The present invention uses a select signal to control a selector to filter the plurality of non-critical data, and uses another select signal to control another selector to filter the critical data and the non-critical data. Thus, the non-critical data and the critical data can be separately processed, and not required to follow the same clock, thereby enhancing the processing speed.

FIG. 6 is the method used with the flip-flop having improved set-up time according to an embodiment of the present invention. First, in step S601, a critical data is received and latched. At the same time, in step 603, a plurality of non-critical data is received, and a first selected data is output. Then, in step S605, the first selected data is latched. Next, in step S607, the critical data or the first selected data is selected to be a second selected data. In step S609, the second selected data is latched and output.

To sum up, according to the flip-flop having improved set-up time and the method used with provided by the present invention, since two different master latches are used with the selector to separately process the critical data and the non-critical data, such that the critical data and the non-critical data can be latched by different master latches without affecting each other, thereby improving the set-up time of the flip-flop and the time sequence of the critical path.

It will be apparent to those skilled in the art that various modifications and variations can be made to the structure of the present invention without departing from the scope or spirit of the invention. In view of the foregoing, it is intended that the present invention cover modifications and variations of this invention provided they fall within the scope of the following claims and their equivalents.

Claims

1. A flip-flop having improved set-up time, comprising:

a first master latch receiving a critical data and being used to latch the critical data;

a first selector receiving a plurality of non-critical data and outputting one of a plurality of non-critical data to be a first selected data;

a second master latch coupled to the first selector and being used to latch the first selected data;

a second selector coupled to the first master latch and the second master latch; and

a slave latch coupled to the second selector, wherein the second selector is used to select the critical data and the first selected data to output a second selected data to the slave latch, and the slave latch is used to latch and output the second selected data.

2. The flip-flop having improved set-up time as claimed in claim 1, wherein the first master latch comprises a first switch, a second switch, a first inverter, a second inverter, and the first switch is used to control the input of the critical data, the first inverter is coupled to the second inverter through the second switch, so as to latch and output the critical data.

3. The flip-flop having improved set-up time as claimed in claim 1, wherein the second master latch has a construction same as that of the first master latch.

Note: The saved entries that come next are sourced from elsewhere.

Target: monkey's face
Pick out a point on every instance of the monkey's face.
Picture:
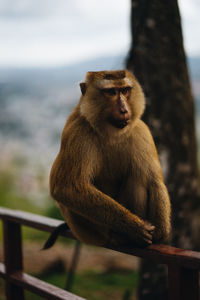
(111, 99)
(118, 108)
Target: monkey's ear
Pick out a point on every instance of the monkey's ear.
(83, 88)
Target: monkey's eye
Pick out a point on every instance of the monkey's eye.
(110, 92)
(125, 91)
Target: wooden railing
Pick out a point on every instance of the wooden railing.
(183, 265)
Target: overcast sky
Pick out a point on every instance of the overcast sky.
(51, 33)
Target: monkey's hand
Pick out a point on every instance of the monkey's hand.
(142, 237)
(144, 234)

4. The flip-flop having improved set-up time as claimed in claim 1, wherein the slave latch has a construction same as that of the first master latch.

5. The flip-flop having improved set-up time as claimed in claim 1, wherein the generating time of each of the non-critical data is shorter than the generating time of the critical data.

6. A method used in the flip-flop having improved set-up time, comprising:

receiving a plurality of non-critical data, and selecting one of the non-critical data to be a first selected data, and latching the first selected data while receiving and latching a critical data;

selecting the critical data or the first selected data to be a second selected data; and

latching and outputting the second selected data.

7. The method used in the flip-flop having improved set-up time as claimed in claim 6, wherein the generating time of each of the non-critical data is shorter than the generating time of the critical data.